Jawa tengah merupakaan provinsi kelahiran Penulis, namun bukan hal yang nisbi jika adanya anomali hingga paradoks dalam sistem elektoral yang sangat perlu untuk digali dan dikaji secara komprehensif dan meskipun perlu secara radikal, agar para pembaca khususnya masyarakat tidak terjebak dalam pola pikir klaim kebenaran sepihak hingga menimbulkan konflik horizontal atau lebih tepatnya tujuan penulis menguraikan fenomena ini dan memberi edukasi bahwa konflik horizontal itu pasti terjadi. Mengapa demikian? Karena meskipun secara vertikal mereka yang kalah dalam kontestasi dapat dipastikan akan terjadi transaksi politik.
Kita sebagai masyarakat sipil hanya bisa menerka-nerka setelahnya. Maka dari itu sikap skeptism hingga kritisisme itu diperlukan untuk mengkaji anomali ini.
Dimulai dengan hasil survei Indikator terkait dinamika Pilgub Jateng 2024 telah memunculkan diskusi menarik di kalangan pengamat politik dan masyarakat umum. Dengan Kaesang Pangarep, putra bungsu Presiden Jokowi, berada di posisi teratas dengan perolehan 17,7 persen, diikuti oleh Kapolda Jateng, Irjen Achmad Luthfi dengan 15,6 persen, kita dihadapkan pada pertanyaan yang lebih mendalam: apa sebenarnya yang memengaruhi preferensi pemilih Jawa Tengah?
Mentifact: Memahami Pola Pikir Pemilih
Konsep mentifact, yang merujuk pada aspek-aspek non-material dari budaya seperti kepercayaan, nilai, dan pola pikir, memainkan peran penting dalam membentuk preferensi pemilih. Di Jawa Tengah, daerah yang kental dengan nilai-nilai tradisional Jawa, mentifact ini tercermin dalam bagaimana masyarakat memandang kepemimpinan.
Popularitas Kaesang Pangarep mungkin tidak hanya tentang nama besar keluarganya, tetapi juga tentang bagaimana ia dipersepsikan mewakili nilai-nilai yang dihargai masyarakat Jawa Tengah. Konsep "mikul dhuwur mendhem jero" (menjunjung tinggi nama baik dan menutupi aib) mungkin menjadi salah satu faktor yang membuat pemilih cenderung mendukung keluarga pemimpin yang sudah dikenal.

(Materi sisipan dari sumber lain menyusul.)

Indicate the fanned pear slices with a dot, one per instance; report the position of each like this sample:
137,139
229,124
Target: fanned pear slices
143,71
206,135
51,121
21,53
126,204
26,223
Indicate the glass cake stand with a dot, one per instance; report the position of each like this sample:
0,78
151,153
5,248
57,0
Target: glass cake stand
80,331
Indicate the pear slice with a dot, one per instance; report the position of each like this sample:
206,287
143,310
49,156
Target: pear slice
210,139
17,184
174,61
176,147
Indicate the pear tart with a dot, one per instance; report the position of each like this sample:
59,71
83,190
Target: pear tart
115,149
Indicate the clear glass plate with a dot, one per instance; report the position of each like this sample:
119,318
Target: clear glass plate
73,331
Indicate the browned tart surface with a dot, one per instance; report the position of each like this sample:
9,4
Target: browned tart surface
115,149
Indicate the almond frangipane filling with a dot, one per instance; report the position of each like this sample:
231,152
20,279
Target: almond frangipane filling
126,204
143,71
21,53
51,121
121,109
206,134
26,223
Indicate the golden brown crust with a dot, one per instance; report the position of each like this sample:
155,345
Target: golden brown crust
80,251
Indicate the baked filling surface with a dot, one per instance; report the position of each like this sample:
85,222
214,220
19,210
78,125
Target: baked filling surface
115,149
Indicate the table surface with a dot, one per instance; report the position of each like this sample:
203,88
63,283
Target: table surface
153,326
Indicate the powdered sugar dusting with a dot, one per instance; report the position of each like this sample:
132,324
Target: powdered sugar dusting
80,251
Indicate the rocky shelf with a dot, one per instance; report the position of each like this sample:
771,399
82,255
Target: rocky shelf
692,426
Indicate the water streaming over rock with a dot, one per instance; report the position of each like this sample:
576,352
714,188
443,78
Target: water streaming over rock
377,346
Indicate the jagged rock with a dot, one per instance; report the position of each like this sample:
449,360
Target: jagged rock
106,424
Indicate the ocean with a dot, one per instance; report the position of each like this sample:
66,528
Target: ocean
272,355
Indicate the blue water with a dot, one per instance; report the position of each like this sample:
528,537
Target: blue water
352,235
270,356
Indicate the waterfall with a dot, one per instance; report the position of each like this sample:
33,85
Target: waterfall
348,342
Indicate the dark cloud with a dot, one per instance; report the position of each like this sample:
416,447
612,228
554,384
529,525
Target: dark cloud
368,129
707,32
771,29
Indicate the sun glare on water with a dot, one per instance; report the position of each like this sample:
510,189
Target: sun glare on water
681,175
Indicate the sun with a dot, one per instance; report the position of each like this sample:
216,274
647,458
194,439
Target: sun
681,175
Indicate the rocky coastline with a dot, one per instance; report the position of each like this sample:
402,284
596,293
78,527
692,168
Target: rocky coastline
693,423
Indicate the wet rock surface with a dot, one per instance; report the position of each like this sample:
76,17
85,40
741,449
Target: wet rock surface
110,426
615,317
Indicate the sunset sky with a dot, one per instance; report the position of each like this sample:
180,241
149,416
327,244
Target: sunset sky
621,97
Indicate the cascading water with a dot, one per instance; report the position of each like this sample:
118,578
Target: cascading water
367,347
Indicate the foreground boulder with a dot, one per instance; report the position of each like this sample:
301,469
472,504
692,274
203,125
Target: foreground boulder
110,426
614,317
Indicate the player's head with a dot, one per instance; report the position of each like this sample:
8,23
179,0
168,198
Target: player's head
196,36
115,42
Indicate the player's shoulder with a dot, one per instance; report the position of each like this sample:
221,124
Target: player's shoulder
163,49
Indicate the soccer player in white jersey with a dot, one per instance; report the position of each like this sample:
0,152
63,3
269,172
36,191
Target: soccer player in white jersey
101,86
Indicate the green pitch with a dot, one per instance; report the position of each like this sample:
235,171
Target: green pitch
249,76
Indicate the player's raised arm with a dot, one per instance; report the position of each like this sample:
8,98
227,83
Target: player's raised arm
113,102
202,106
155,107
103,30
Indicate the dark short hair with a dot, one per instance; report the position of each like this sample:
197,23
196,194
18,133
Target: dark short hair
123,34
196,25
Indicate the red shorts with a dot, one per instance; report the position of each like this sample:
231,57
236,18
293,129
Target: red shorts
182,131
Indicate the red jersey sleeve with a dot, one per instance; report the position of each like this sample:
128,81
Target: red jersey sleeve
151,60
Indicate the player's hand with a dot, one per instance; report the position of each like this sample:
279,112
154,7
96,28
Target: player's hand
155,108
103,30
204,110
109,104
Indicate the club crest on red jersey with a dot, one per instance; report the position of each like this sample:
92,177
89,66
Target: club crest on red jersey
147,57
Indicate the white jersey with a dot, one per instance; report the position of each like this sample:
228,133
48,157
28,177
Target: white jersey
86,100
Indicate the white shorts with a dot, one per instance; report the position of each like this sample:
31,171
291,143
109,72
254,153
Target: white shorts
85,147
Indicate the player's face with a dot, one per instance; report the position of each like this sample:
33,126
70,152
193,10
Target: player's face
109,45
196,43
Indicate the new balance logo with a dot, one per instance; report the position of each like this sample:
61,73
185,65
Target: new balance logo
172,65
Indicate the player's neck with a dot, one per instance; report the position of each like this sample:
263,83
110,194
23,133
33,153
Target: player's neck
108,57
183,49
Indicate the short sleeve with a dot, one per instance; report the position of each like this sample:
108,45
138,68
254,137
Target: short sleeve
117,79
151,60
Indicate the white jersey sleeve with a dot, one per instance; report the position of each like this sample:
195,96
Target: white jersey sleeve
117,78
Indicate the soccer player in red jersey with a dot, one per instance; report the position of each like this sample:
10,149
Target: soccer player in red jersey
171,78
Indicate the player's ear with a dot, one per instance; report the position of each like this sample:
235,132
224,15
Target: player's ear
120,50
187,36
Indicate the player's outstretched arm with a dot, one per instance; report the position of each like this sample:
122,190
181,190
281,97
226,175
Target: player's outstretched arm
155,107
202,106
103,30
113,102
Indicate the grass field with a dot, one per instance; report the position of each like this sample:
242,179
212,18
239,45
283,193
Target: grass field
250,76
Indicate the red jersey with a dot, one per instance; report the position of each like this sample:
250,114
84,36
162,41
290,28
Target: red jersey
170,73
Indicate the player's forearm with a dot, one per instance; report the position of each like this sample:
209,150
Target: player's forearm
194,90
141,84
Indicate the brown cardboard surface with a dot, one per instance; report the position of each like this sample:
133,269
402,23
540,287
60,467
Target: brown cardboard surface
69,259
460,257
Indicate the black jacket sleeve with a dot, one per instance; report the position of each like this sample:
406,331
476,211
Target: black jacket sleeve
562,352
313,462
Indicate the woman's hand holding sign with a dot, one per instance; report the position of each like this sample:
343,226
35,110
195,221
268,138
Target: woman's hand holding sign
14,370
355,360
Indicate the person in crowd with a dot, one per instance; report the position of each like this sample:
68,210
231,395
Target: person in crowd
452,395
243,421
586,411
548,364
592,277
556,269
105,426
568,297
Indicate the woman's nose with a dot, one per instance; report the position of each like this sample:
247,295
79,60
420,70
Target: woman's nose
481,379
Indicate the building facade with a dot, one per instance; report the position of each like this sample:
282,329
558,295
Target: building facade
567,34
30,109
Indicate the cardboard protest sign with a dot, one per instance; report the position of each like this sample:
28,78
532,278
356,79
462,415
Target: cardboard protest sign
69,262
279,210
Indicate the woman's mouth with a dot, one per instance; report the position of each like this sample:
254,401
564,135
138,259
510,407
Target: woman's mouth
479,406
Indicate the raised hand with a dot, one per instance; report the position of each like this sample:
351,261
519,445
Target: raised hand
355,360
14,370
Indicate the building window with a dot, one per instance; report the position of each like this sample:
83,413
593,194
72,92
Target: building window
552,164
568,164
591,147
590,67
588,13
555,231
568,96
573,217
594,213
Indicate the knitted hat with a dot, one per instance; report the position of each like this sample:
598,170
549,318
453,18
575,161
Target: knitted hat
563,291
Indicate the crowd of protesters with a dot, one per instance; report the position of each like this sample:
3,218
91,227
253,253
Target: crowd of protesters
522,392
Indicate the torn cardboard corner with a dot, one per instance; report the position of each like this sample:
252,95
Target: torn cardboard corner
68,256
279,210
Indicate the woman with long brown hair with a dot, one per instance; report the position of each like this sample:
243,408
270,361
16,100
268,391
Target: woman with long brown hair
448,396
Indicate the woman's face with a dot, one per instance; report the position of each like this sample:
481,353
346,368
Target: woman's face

Primordialisme: Faktor Laten yang Tak Bisa Diabaikan
Primordialisme, kecenderungan untuk melekat pada kelompok etnis, agama, atau regional sendiri, juga memainkan peran signifikan dalam politik Indonesia, termasuk di Jawa Tengah. Meskipun modernisasi telah mengubah banyak aspek kehidupan, ikatan primordial masih memiliki pengaruh kuat dalam keputusan politik.
Dukungan terhadap Kaesang atau Achmad Luthfi mungkin juga didasarkan pada sentimen kedaerahan atau kesamaan latar belakang. Ini menunjukkan bahwa meskipun pemilih Jawa Tengah mungkin terlihat progresif dalam beberapa hal, faktor-faktor tradisional masih memiliki bobot yang signifikan.